In today’s episode, I’m sharing a more personal and more honest conversation about something that’s been sitting heavily with me lately. Conversations around women’s rights, equality, and autonomy feel loud online, and I’ve realised that what I’ve been feeling isn’t just frustration… it’s memory.
I talk about my lived experience of being raised as a Jehovah’s Witness, and how growing up inside a patriarchal, high-control environment shaped the way I saw myself, my voice, and what I believed was available to me as a woman. For a long time, silence felt safer. But recently, I’ve come to understand that many systems of control don’t rely on force, they rely on silence and compliance. And staying quiet no longer feels aligned for me.
This episode is my reflection on why I’m choosing to speak up more, even when it feels uncomfortable, and why using your voice doesn’t have to start loudly to be powerful.

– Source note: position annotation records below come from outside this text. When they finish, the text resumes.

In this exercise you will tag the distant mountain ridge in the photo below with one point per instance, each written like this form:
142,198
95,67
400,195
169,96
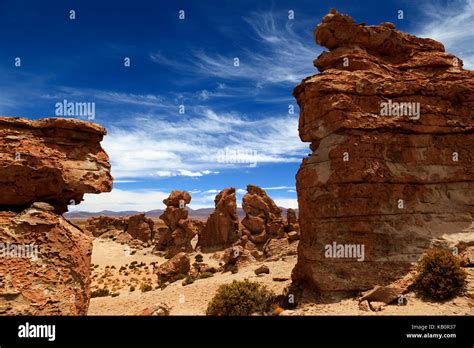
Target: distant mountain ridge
202,213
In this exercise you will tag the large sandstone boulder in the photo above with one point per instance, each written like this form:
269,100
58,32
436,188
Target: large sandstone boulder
137,226
46,165
181,230
176,267
45,264
50,160
141,228
382,175
291,221
263,217
222,226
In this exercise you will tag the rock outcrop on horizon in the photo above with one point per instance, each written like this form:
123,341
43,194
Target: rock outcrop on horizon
181,230
222,226
263,218
382,175
136,227
44,165
50,160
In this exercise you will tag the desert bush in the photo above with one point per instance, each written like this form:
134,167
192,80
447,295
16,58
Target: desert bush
146,287
205,275
100,293
241,298
440,276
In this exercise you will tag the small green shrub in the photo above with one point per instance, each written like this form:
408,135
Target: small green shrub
205,275
100,293
241,298
440,276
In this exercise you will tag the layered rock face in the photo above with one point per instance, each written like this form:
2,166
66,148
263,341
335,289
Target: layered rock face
390,122
181,230
222,226
263,217
45,260
45,265
50,160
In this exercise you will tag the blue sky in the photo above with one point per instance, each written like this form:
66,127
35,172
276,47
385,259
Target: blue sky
236,127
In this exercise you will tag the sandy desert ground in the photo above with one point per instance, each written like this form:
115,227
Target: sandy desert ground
108,257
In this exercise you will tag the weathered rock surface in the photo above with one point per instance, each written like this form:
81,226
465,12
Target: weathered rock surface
46,165
275,249
263,217
291,221
222,226
50,160
181,230
180,264
382,176
141,227
45,266
98,226
136,226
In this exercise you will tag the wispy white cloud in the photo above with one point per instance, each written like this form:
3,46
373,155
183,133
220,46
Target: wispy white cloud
451,23
279,188
285,56
122,200
286,202
202,145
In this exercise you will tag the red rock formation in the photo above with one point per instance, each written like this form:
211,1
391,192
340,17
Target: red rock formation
98,226
52,276
136,226
141,227
222,226
291,221
50,160
180,230
263,217
393,184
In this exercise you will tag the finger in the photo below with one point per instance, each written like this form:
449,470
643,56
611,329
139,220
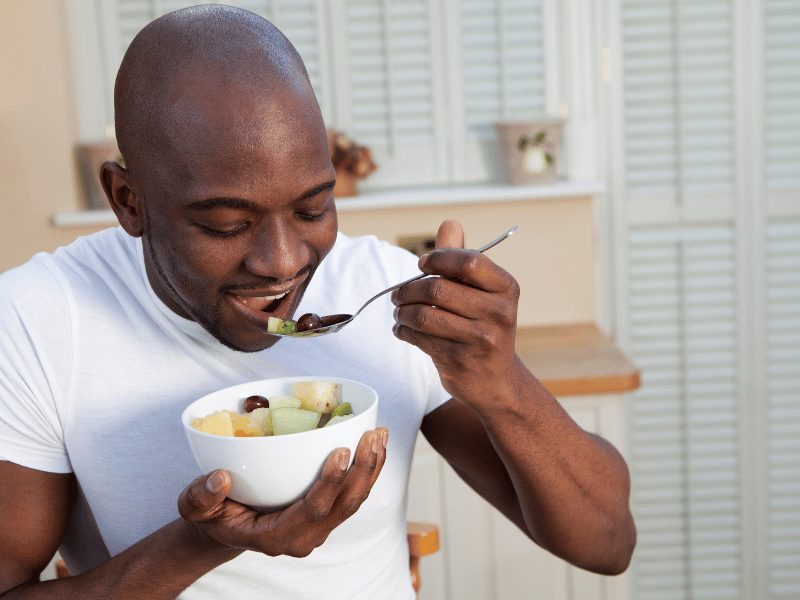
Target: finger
202,499
431,302
450,235
317,503
467,266
368,462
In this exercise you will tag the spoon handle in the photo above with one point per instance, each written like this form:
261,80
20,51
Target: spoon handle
482,249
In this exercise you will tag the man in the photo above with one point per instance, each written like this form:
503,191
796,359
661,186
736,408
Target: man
227,218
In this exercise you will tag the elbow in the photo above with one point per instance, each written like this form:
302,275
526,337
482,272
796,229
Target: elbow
619,554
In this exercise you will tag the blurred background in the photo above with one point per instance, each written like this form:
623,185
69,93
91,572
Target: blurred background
672,224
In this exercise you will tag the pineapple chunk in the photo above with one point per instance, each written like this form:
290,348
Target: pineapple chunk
262,417
293,420
218,423
244,426
284,402
316,395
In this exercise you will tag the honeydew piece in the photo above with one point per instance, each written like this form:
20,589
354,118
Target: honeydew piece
262,417
284,402
244,426
318,396
219,423
276,325
339,419
342,410
293,420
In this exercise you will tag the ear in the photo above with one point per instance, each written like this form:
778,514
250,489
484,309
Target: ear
124,197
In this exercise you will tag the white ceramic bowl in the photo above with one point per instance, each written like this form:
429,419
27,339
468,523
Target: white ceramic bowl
270,473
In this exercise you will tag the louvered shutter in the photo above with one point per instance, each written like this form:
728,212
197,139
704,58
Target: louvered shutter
301,21
497,74
678,95
389,91
684,420
782,94
782,529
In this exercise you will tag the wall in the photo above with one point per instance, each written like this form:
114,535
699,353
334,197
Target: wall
37,130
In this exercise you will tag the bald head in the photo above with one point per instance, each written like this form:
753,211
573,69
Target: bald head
180,61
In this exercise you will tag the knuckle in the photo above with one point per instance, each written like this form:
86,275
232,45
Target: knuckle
513,288
438,291
316,513
351,506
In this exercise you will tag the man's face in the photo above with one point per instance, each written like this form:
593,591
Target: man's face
240,210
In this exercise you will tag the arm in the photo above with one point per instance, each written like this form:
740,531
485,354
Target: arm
34,507
564,487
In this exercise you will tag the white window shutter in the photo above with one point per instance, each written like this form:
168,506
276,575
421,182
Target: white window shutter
782,302
782,94
389,92
302,21
497,74
684,420
679,113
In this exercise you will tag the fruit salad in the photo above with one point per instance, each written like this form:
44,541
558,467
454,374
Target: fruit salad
312,405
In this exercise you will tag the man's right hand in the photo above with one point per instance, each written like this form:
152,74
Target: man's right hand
299,528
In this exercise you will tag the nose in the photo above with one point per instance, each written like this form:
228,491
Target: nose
278,251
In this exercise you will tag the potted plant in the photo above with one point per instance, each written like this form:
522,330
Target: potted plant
351,161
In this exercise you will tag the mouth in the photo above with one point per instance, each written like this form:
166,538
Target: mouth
257,306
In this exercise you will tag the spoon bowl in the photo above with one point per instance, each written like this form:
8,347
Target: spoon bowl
334,323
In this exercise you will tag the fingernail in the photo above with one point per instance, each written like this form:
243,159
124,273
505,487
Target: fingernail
216,482
344,461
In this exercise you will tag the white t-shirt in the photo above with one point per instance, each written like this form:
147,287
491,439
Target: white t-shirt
95,372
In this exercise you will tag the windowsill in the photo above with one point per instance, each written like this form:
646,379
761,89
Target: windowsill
400,198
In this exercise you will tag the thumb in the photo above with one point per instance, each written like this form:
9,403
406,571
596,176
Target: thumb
450,235
200,499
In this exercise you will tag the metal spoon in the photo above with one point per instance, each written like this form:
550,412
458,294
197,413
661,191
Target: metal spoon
333,323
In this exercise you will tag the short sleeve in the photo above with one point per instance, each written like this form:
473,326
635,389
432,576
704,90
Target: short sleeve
35,364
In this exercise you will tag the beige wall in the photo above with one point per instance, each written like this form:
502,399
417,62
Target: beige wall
552,255
37,129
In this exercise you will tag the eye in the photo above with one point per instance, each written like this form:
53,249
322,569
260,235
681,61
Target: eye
223,233
314,213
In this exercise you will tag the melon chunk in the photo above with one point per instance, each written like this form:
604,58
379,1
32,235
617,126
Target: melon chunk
262,417
318,396
284,402
339,419
293,420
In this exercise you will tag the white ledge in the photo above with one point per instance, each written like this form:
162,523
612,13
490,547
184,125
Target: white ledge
401,198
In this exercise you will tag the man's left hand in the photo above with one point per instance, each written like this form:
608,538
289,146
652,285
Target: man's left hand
465,318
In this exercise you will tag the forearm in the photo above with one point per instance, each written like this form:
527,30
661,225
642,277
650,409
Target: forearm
572,488
159,567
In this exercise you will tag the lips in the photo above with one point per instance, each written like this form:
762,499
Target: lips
257,306
260,303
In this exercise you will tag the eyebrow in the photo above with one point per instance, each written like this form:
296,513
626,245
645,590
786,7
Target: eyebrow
240,203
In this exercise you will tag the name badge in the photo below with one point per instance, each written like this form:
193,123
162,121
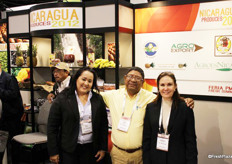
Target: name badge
162,142
86,126
124,124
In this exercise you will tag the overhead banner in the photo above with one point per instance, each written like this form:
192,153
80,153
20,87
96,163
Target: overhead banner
56,18
193,41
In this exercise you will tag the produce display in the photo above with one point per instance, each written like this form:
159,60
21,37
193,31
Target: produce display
34,54
3,33
19,57
23,75
3,58
103,63
111,51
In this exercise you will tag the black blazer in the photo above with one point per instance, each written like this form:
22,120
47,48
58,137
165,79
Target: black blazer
64,120
12,105
182,141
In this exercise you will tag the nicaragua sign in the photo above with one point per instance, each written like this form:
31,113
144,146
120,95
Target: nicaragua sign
56,18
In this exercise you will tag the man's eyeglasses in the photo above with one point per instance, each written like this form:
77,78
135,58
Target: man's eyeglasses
57,71
137,78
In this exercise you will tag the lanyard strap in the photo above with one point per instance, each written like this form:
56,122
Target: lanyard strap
161,118
134,107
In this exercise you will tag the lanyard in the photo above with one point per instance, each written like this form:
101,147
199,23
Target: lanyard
134,107
160,120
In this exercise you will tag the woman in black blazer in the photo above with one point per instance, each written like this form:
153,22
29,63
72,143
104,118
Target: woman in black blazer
169,129
77,123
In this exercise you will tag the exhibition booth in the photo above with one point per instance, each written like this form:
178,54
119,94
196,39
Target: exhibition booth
192,40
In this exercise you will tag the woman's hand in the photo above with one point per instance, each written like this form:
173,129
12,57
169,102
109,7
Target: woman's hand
189,102
54,159
100,155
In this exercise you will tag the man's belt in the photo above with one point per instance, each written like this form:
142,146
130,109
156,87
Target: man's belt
128,150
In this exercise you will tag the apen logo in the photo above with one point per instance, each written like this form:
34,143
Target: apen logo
220,89
151,49
220,66
185,47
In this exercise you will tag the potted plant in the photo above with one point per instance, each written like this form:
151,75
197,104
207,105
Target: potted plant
34,55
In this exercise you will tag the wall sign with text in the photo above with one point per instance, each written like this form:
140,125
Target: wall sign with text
56,18
192,40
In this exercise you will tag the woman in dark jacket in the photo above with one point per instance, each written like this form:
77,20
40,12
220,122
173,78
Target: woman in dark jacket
77,123
169,129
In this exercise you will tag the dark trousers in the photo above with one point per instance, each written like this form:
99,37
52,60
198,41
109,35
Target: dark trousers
83,154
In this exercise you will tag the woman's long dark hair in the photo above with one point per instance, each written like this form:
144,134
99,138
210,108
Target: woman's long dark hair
176,96
73,85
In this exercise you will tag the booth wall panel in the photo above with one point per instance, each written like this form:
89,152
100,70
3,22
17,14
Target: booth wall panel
125,17
18,24
100,16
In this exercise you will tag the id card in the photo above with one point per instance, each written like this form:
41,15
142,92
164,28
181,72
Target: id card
162,142
86,126
124,124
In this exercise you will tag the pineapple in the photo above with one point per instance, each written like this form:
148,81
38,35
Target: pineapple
19,57
34,54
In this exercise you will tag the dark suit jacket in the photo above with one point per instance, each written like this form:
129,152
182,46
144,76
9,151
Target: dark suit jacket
12,105
182,142
64,115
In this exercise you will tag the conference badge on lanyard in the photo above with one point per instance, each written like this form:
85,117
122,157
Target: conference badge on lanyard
86,126
124,124
162,142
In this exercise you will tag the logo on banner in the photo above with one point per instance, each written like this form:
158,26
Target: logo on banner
56,18
151,49
220,89
219,66
223,45
185,47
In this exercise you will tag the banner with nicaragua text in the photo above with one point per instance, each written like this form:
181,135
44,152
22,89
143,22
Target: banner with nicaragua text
193,41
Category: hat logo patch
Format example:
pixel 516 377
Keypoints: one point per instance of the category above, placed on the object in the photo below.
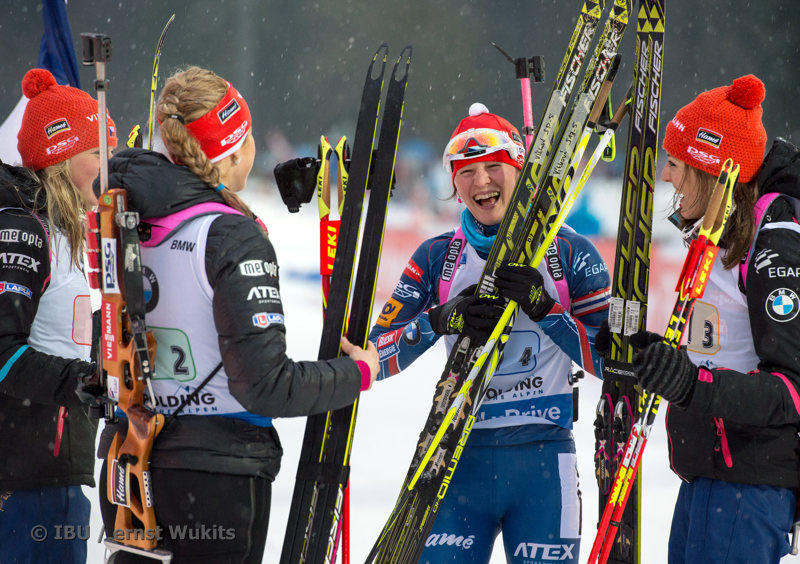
pixel 702 156
pixel 225 113
pixel 56 126
pixel 710 137
pixel 236 135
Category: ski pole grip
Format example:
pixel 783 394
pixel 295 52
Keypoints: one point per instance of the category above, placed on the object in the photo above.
pixel 712 209
pixel 605 90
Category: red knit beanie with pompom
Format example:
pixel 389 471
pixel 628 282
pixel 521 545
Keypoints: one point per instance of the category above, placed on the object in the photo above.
pixel 59 122
pixel 719 124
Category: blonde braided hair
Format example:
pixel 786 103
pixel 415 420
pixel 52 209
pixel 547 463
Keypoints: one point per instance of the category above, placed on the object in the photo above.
pixel 190 94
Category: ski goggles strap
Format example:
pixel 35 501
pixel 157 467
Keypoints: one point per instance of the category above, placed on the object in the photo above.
pixel 475 143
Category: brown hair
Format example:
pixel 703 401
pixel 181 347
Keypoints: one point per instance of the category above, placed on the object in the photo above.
pixel 65 207
pixel 741 225
pixel 191 94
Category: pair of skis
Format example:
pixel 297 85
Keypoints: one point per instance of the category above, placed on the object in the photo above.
pixel 619 400
pixel 528 227
pixel 691 285
pixel 313 527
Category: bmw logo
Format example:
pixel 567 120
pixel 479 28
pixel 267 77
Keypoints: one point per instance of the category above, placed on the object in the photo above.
pixel 782 304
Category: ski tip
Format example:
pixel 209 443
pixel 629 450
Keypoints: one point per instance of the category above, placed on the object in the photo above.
pixel 404 54
pixel 382 53
pixel 383 48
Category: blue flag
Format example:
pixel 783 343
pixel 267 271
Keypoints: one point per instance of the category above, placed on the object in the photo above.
pixel 57 53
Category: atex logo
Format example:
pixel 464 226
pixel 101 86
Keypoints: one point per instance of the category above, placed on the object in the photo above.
pixel 707 136
pixel 545 552
pixel 56 126
pixel 263 293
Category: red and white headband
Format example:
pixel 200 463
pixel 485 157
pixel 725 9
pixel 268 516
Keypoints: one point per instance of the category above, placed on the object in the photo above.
pixel 222 130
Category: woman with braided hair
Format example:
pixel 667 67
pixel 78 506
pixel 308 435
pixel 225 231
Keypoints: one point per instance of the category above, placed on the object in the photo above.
pixel 734 390
pixel 213 301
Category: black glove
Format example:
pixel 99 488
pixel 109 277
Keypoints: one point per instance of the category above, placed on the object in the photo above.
pixel 466 312
pixel 666 371
pixel 89 390
pixel 525 285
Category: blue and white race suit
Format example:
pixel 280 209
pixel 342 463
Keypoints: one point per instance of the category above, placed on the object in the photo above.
pixel 530 490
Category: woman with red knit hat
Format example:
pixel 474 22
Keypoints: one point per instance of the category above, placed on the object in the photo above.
pixel 734 391
pixel 46 435
pixel 213 303
pixel 518 471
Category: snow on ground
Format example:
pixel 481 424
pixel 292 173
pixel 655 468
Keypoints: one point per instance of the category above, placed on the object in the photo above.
pixel 391 415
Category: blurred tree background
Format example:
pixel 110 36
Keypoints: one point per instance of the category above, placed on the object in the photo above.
pixel 301 64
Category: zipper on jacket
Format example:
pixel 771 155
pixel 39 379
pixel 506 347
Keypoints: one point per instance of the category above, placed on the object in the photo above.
pixel 722 442
pixel 669 438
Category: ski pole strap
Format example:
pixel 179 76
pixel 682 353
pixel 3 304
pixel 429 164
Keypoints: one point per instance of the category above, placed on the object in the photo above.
pixel 323 473
pixel 451 260
pixel 761 207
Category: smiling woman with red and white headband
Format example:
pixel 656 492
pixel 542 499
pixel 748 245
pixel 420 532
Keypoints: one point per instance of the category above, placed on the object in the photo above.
pixel 213 300
pixel 529 491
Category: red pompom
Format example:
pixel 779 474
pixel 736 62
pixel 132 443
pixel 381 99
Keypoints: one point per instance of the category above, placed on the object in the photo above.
pixel 37 81
pixel 747 92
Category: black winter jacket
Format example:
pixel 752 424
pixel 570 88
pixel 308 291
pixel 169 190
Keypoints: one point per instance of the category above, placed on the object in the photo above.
pixel 760 410
pixel 260 375
pixel 33 385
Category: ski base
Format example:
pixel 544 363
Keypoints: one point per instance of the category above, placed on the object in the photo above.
pixel 113 547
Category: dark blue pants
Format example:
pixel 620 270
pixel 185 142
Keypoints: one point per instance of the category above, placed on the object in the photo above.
pixel 528 491
pixel 44 525
pixel 724 523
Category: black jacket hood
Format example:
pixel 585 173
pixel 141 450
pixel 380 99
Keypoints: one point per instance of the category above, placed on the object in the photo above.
pixel 156 187
pixel 780 171
pixel 18 188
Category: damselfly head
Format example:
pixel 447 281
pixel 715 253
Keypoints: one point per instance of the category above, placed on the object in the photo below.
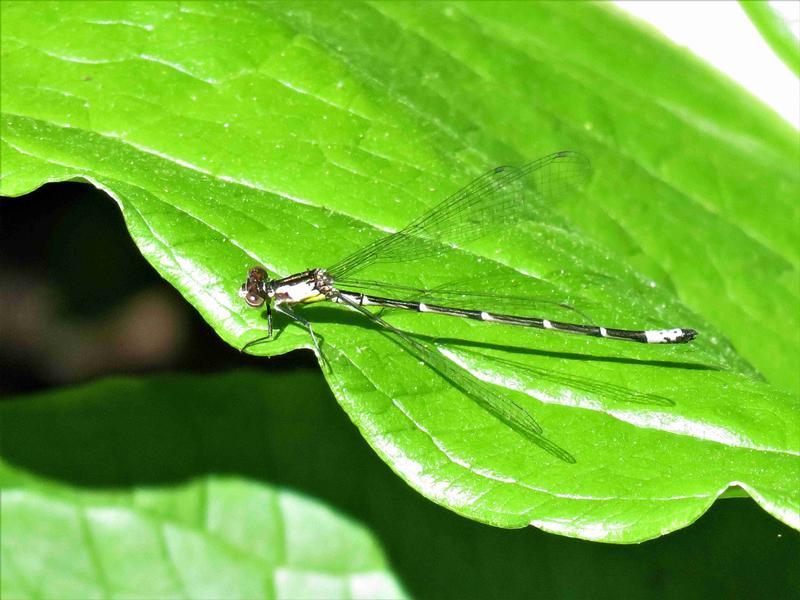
pixel 256 289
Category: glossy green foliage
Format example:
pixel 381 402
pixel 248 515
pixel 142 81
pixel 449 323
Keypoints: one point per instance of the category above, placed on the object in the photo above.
pixel 290 135
pixel 775 31
pixel 115 490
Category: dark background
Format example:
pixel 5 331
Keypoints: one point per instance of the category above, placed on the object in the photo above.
pixel 78 301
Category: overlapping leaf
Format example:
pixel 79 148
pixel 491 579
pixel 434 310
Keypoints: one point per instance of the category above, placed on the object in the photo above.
pixel 305 131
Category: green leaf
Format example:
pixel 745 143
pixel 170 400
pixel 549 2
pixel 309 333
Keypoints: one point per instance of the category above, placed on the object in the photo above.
pixel 775 32
pixel 301 133
pixel 108 507
pixel 154 446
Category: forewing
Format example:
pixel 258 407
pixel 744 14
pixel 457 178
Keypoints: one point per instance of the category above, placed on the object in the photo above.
pixel 500 197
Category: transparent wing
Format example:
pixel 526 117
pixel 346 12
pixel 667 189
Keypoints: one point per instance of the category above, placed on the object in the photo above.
pixel 497 404
pixel 531 305
pixel 492 201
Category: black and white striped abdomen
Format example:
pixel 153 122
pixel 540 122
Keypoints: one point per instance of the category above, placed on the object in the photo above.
pixel 654 336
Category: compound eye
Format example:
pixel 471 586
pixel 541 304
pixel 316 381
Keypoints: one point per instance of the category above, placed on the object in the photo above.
pixel 257 274
pixel 253 299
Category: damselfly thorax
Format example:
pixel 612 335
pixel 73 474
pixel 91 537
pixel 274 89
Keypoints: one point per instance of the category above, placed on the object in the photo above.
pixel 494 200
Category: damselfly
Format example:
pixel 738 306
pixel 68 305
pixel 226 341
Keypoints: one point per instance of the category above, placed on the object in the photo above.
pixel 494 200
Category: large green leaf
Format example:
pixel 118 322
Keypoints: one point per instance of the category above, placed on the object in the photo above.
pixel 121 500
pixel 147 448
pixel 289 135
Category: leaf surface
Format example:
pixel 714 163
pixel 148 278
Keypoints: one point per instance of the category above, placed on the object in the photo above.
pixel 301 134
pixel 124 498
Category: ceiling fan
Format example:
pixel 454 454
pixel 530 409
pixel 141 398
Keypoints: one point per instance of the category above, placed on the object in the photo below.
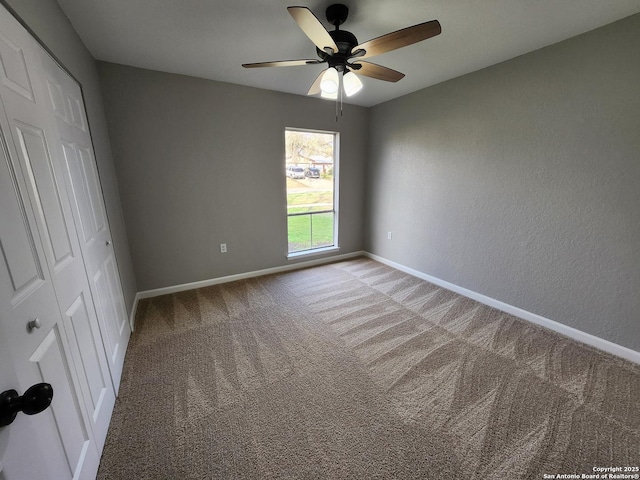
pixel 339 48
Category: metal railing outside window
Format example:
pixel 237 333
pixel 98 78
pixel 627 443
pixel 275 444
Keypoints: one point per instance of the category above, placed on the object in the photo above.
pixel 314 230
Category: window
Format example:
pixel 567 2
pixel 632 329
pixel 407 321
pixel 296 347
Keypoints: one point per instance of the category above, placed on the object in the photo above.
pixel 311 168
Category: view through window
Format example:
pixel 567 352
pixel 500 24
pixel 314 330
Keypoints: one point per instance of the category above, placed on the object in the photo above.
pixel 311 170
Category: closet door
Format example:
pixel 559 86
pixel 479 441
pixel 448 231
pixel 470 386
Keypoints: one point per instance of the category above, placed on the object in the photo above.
pixel 59 442
pixel 48 322
pixel 83 184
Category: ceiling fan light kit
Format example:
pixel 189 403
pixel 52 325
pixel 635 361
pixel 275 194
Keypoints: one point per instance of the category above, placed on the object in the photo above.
pixel 352 84
pixel 330 81
pixel 339 49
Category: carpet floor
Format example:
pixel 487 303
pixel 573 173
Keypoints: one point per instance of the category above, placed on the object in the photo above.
pixel 358 370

Inside this conversation, I talk about:
- noticing where we minimise ourselves or make ourselves smaller
- learning to practise speaking our truth in safe spaces first
- questioning inherited beliefs we never consciously chose
- understanding that real change — both personal and collective — happens slowly, brick by brick
If you’ve been feeling frustrated, unsettled, or unsure how to navigate what you’re seeing and feeling in the world right now, you’re not alone. This episode is an invitation to stop shrinking, to reconnect with your own voice, and to remember that change often begins quietly, with the decision to no longer stay silent.